Mehmed dedicou o restante de seu reinado a uma série de campanhas militares, tanto nas fronteiras européias quanto nas asiáticas. Na Europa, exércitos otomanos subjugaram as últimas tiranias gregas na Moréia, reduziram a Sérvia e a Bósnia à condição de províncias e conquistaram várias ilhas gregas. Na Ásia, tomaram Amasra dos genoveses, Sínope do emir muçulmano e Trebizonda do imperador grego. E, o que é muito importante, o sultão recusou-se a ceder à tentação de prosseguir na direção leste e atacar outros soberanos muçulmanos. Ao ser desafiado por Uzun Hassan, governante muçulmano da Anatólia oriental e Mesopotâmia, derrotou-o em batalha em 1373, mas absteve-se de explorar a vitória. Em uma conversa citada por Kemalpashazade, historiador do séc.XVI, o sultão explicou seus motivos. Era correto castigar Uzun Hassan por sua temeridade, mas teria sido errado destruir-lhe a linhagem, pois “procurar a destruição de dinastias antigas de grandes sultões do povo do islã não é uma boa prática”.1 Mais a propósito, ter-lhe-ia distraído a atenção de assunto mais sério: a

jihad na Europa.

Os sultões muçulmanos, todavia, não podiam dar-se ao luxo de negligenciar as terra muçulmanas além das fronteiras sul e leste, onde ocorriam nesse momento importantes mudanças. Uma delas era a decadência evidente do sultanato mameluco, que governara o Egito e a Síria desde meados do séc.XIII. Em certo sentido, o sultanato egípcio se tornara, nos últimos anos, uma espécie de Bizâncio árabe. No norte e no leste, no platô da Anatólia e Irã, entre turcos e persas que haviam assumido a liderança política e cultural do islã, surgiam novos Estados e

sociedades, paralelamente ao desenvolvimento de uma nova civilização, que se expressava principalmente nos idiomas persa e turco. No Egito e na Síria, não obstante as influências poderosas e cada vez mais intensas do Oriente, sobrevivia a velha ordem. A antiga cultura islâmica, em sua forma árabe, iniciara a longa idade de prata. Soldados mamelucos defendiam o reino e protegiam de invasões o vale do Nilo. Escribas e eruditos egípcios e sírios, muitos deles filhos e descendentes de mamelucos, mantinham e encarregavam-se da administração do Estado e, simultaneamente, preservavam e interpretavam; dessa maneira, enriqueciam a herança do islã clássico.

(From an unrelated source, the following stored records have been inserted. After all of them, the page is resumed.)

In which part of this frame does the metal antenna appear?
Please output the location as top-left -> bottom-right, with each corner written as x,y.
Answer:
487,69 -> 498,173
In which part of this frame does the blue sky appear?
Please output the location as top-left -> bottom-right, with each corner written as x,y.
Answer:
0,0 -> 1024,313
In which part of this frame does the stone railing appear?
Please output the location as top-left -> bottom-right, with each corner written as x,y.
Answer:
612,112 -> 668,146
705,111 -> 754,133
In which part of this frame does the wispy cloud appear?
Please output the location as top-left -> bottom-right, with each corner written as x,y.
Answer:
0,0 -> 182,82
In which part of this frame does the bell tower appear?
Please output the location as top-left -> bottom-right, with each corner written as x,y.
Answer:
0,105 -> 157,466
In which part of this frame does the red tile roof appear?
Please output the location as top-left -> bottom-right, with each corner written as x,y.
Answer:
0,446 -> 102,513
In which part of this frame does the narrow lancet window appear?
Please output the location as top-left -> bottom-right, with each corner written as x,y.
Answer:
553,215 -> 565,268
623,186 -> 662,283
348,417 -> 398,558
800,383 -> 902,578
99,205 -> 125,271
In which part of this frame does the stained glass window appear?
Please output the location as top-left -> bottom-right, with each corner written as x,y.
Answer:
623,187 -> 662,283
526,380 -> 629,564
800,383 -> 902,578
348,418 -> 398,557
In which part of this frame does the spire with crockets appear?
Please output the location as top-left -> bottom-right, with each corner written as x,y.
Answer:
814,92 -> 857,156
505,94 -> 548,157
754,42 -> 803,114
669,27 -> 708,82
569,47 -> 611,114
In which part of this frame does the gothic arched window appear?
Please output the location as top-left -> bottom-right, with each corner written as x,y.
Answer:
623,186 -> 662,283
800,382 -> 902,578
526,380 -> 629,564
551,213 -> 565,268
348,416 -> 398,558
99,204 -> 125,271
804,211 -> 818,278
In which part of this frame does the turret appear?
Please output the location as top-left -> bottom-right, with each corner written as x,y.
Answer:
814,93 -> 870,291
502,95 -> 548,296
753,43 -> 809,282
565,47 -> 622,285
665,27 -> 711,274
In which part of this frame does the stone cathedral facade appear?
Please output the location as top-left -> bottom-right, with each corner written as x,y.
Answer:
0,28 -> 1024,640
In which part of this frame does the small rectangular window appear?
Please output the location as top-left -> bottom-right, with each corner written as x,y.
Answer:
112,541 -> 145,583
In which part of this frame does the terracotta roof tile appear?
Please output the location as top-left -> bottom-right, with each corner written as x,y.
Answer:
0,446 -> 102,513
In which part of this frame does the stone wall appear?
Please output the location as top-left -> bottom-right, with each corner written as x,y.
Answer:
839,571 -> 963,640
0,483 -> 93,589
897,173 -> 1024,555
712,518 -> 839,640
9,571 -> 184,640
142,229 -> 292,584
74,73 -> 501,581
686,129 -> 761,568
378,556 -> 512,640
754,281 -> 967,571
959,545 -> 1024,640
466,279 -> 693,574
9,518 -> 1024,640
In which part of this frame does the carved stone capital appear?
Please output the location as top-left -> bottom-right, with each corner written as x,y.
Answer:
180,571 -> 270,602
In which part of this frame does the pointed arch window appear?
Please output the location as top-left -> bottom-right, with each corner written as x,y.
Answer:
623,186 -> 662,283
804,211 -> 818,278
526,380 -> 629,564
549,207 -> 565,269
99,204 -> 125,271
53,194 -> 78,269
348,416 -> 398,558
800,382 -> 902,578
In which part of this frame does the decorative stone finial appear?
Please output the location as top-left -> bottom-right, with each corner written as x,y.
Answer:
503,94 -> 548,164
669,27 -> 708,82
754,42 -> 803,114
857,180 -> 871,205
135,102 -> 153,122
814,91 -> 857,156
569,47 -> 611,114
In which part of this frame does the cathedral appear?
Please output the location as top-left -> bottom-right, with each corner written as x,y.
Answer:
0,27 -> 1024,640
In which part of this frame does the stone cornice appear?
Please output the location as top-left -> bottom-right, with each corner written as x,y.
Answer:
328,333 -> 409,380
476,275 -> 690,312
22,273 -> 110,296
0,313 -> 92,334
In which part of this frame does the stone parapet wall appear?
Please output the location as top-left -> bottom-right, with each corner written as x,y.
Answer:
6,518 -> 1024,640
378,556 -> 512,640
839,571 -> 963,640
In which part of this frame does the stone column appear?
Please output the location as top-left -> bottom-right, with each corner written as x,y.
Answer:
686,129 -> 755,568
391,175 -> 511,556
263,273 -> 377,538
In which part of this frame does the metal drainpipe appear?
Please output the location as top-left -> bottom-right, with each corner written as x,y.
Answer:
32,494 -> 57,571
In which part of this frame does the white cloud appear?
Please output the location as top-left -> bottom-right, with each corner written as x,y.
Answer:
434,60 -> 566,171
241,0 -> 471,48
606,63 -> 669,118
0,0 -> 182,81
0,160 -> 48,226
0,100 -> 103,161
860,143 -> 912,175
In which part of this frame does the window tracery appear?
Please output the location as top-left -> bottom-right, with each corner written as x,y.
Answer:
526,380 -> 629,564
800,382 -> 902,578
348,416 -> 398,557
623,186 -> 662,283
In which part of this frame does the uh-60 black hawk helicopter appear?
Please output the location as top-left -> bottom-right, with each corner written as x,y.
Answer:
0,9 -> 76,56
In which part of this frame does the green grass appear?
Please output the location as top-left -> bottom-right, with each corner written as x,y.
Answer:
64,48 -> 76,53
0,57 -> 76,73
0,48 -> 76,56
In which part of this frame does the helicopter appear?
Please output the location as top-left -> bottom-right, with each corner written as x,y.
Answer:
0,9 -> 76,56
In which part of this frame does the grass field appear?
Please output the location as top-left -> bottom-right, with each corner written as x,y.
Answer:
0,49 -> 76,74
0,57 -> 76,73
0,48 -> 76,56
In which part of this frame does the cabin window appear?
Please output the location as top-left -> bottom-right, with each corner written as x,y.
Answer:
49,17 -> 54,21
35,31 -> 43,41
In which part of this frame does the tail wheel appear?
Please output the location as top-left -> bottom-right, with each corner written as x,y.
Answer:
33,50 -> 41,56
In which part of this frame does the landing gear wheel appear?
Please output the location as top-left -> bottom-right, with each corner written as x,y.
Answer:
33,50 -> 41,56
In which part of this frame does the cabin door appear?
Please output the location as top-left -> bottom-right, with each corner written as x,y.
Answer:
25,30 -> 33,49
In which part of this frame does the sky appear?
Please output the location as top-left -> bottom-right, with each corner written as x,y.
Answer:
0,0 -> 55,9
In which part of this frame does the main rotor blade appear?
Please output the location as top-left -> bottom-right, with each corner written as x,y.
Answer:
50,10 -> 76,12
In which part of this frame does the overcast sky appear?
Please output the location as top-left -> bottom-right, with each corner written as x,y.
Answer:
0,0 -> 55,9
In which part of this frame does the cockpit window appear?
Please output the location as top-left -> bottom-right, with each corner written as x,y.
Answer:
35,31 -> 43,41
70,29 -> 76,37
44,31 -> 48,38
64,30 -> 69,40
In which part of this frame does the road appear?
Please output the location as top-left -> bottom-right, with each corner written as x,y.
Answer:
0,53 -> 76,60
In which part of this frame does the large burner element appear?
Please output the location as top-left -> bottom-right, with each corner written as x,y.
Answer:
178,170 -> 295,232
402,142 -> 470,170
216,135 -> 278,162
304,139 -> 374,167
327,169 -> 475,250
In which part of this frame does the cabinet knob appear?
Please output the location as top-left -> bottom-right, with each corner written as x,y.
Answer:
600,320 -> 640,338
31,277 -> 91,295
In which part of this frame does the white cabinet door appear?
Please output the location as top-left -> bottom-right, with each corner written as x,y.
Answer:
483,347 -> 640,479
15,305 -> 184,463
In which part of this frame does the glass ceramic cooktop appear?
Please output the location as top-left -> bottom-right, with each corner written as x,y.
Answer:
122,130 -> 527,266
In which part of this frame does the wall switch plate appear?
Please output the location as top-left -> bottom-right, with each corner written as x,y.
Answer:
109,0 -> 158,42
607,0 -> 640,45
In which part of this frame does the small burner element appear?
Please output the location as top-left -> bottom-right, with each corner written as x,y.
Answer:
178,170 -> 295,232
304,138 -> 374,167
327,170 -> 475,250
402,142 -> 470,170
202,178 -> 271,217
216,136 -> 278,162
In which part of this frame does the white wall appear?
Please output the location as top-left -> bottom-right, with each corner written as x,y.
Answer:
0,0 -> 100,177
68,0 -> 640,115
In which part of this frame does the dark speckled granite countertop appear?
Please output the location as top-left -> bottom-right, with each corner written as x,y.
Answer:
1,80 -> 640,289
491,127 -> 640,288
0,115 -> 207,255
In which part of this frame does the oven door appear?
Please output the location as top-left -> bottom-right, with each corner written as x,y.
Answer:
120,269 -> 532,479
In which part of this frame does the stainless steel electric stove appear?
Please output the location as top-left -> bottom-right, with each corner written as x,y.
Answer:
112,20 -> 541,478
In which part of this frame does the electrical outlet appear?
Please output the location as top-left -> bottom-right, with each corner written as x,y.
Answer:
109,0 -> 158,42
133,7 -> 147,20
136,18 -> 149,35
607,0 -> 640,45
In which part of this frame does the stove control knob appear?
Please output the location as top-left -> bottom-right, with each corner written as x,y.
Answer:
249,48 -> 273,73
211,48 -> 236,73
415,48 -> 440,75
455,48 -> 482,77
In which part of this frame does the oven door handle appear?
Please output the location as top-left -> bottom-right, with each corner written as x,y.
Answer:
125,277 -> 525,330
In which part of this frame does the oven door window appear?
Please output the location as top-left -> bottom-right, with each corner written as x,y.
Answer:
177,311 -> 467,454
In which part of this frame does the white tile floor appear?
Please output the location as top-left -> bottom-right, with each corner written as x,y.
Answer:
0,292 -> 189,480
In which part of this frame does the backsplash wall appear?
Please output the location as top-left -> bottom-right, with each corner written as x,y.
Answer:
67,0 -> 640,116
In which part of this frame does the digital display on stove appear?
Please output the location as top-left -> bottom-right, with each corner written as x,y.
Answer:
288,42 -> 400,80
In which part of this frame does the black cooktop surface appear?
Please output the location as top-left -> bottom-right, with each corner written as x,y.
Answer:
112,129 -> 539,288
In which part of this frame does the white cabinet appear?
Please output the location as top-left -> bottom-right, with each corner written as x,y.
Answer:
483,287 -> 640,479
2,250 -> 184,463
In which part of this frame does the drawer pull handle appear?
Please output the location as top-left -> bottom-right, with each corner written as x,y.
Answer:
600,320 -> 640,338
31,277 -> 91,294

O sultanato sírio-egípcio já fora debilitado por um complexo de causas internas e externas — entre elas a guerra devastadora contra Timur, a drenagem de recursos ocasionada por malversação financeira e subversões econômicas, os impactos de pragas, seca e fome, e o esfacelamento da ordem e da sociedade mamelucas.

Os golpes finais vieram de fora, do oeste e do norte. O primeiro, econômico, com o aparecimento dos portugueses nas águas do Oriente. Ao abrir rotas marítimas diretas entre a Europa e a Índia, os portugueses ladearam o comércio egípcio. Os efeitos a longo prazo de tudo isso, porém, não foram tão grandes como se pensou em certa ocasião, e o séc.XVI presenciou uma considerável reativação do comércio através do Levante. Os efeitos imediatos, no entanto, tiveram caráter sério e confrontaram Qansawh al-Ghawri (1500-1516) com uma crise, sob a forma de comércio decadente e receita em queda. Estimulado por Veneza, ele enviou uma esquadra egípcia à Índia. Após alguns sucessos iniciais, essas forças foram derrotadas pelos portugueses, que, em seguida, iniciaram a destruição sistemática dos navios mercantes muçulmanos que navegavam no oceano Índico. Alguns navios portugueses aventuraram-se mesmo a entrar no golfo Pérsico e no mar Vermelho.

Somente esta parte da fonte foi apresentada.